Wednesday, May 7, 2014
Mark 2, 18-20 + CSDC and CV
Mark 2, 18-20 +
CSDC and CV
CV 66c. In addition, it can be helpful to promote new
ways of marketing products from deprived areas of the world, so as to guarantee
their producers a decent return. However, certain conditions need to be met:
the market should be genuinely transparent; the producers, as well as
increasing their profit margins, should also receive improved formation in
professional skills and technology; and finally, trade of this kind must not
become hostage to partisan ideologies. A more incisive role for consumers, as
long as they themselves are not manipulated by associations that do not truly
represent them, is a desirable element for building economic democracy.
CSDC 553. Promoting human dignity implies above all
affirming the inviolability of the right to life, from conception to natural
death, the first among all
rights and the condition for all other rights of the person[1158]. Respect for
personal dignity requires, moreover, that the religious dimension of the
person be recognized. “This is not simply a requirement ‘concerning
matters of faith', but a requirement that finds itself inextricably bound up
with the very reality of the individual”.[1159] The effective recognition of
the right to freedom of conscience and religious freedom is one of the
highest goods and one of the most serious duties of every people that truly
wishes to ensure the good of the individual and of society[1160]. In the
present cultural context, there is a particularly urgent need to defend
marriage and the family, which can be adequately met only if one is
convinced of the unique and singular value of these two realities for an
authentic development of human society[1161].
Notes: [1158] Cf.
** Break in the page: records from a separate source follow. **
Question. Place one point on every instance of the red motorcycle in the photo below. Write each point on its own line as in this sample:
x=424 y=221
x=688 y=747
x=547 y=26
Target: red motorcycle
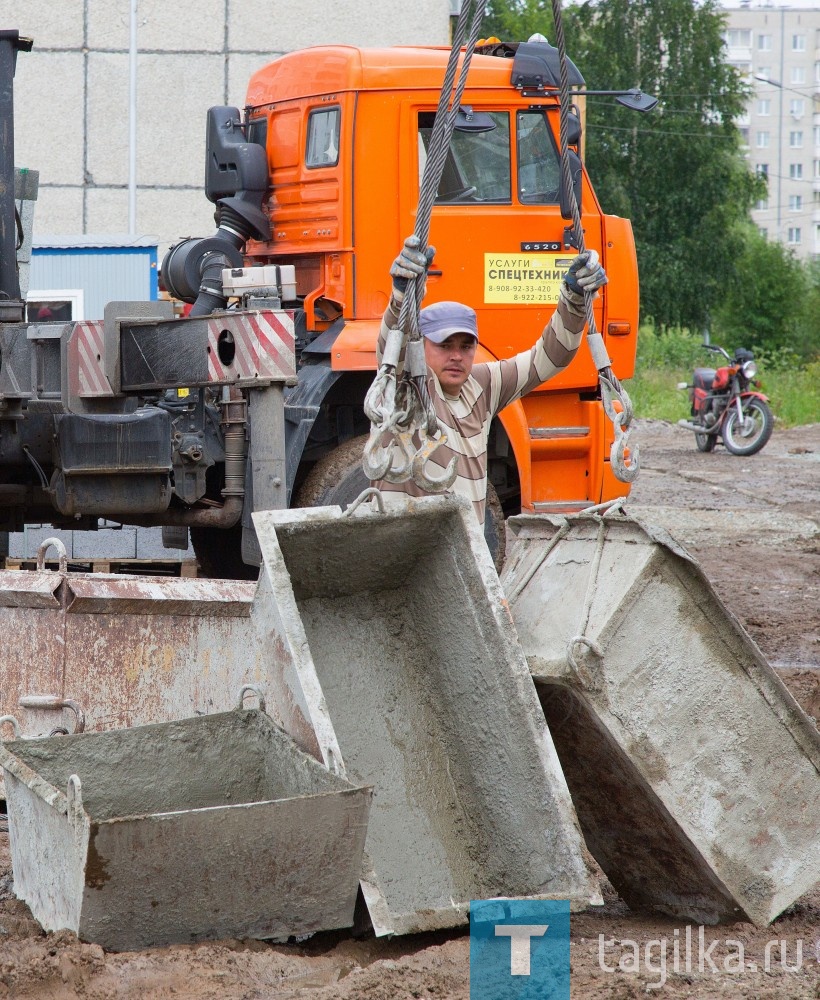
x=724 y=406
Congregation for
the Doctrine of the Faith, Instruction Donum Vitae, (22 February 1987): AAS
80 (1988), 70-102. [1159] John Paul II, Post-Synodal Apostolic Exhortation
Christifideles Laici, 39: AAS 81 (1989), 466. [1160] Cf. John Paul
II, Post-Synodal Apostolic Exhortation Christifideles Laici, 39: AAS
81 (1989), 466. [1161] Cf. John Paul II, Post-Synodal Apostolic Exhortation
Familiaris Consortio, 42-48: AAS 74 (1982), 134-140.
[18] The disciples of John and of the Pharisees were
accustomed to fast. People came to him and objected, "Why do the disciples
of John and the disciples of the Pharisees fast, but your disciples do not
fast?" [19] Jesus answered them, "Can the wedding guests fast while
the bridegroom is with them? As long as they have the bridegroom with them they
cannot fast. [20] But the days will come when the bridegroom is taken away from
them, and then they will fast on that day.
CSDC 21. Against the background of universal
religious experience, in which humanity shares in different ways, God's
progressive revelation of himself to the people of Israel stands out. This
revelation responds to the human quest for the divine in an unexpected and
surprising way, thanks to the historical manner — striking and penetrating — in
which God's love for man is made concrete. According to the Book of Exodus, the
Lord speaks these words to Moses: “I have seen the affliction of my people who
are in Egypt, and have heard their cry because of their taskmasters; I know
their sufferings, and I have come down to deliver them out of the hand of the
Egyptians, and to bring them up out of that land to a good and broad land, a
land flowing with milk and honey” (Ex 3:7-8). The gratuitous presence of God —
to which his very name alludes, the name he reveals to Moses, “I am who I am”
(Ex 3:14) — is manifested in the freeing from slavery and in the promise. These
become historical action, which is the origin of the manner in which the Lord's
people collectively identify themselves, through the acquisition of freedom and
the land that the Lord gives them.
[Initials and Abbreviations.- CSDC: Pontifical Council for
Justice And Peace, Compendium
of the Social Doctrine of the Church; - SDC: Social Doctrine of the
Church; - CV: Benedict XVI, Caritas in Veritate (Charity in truth)].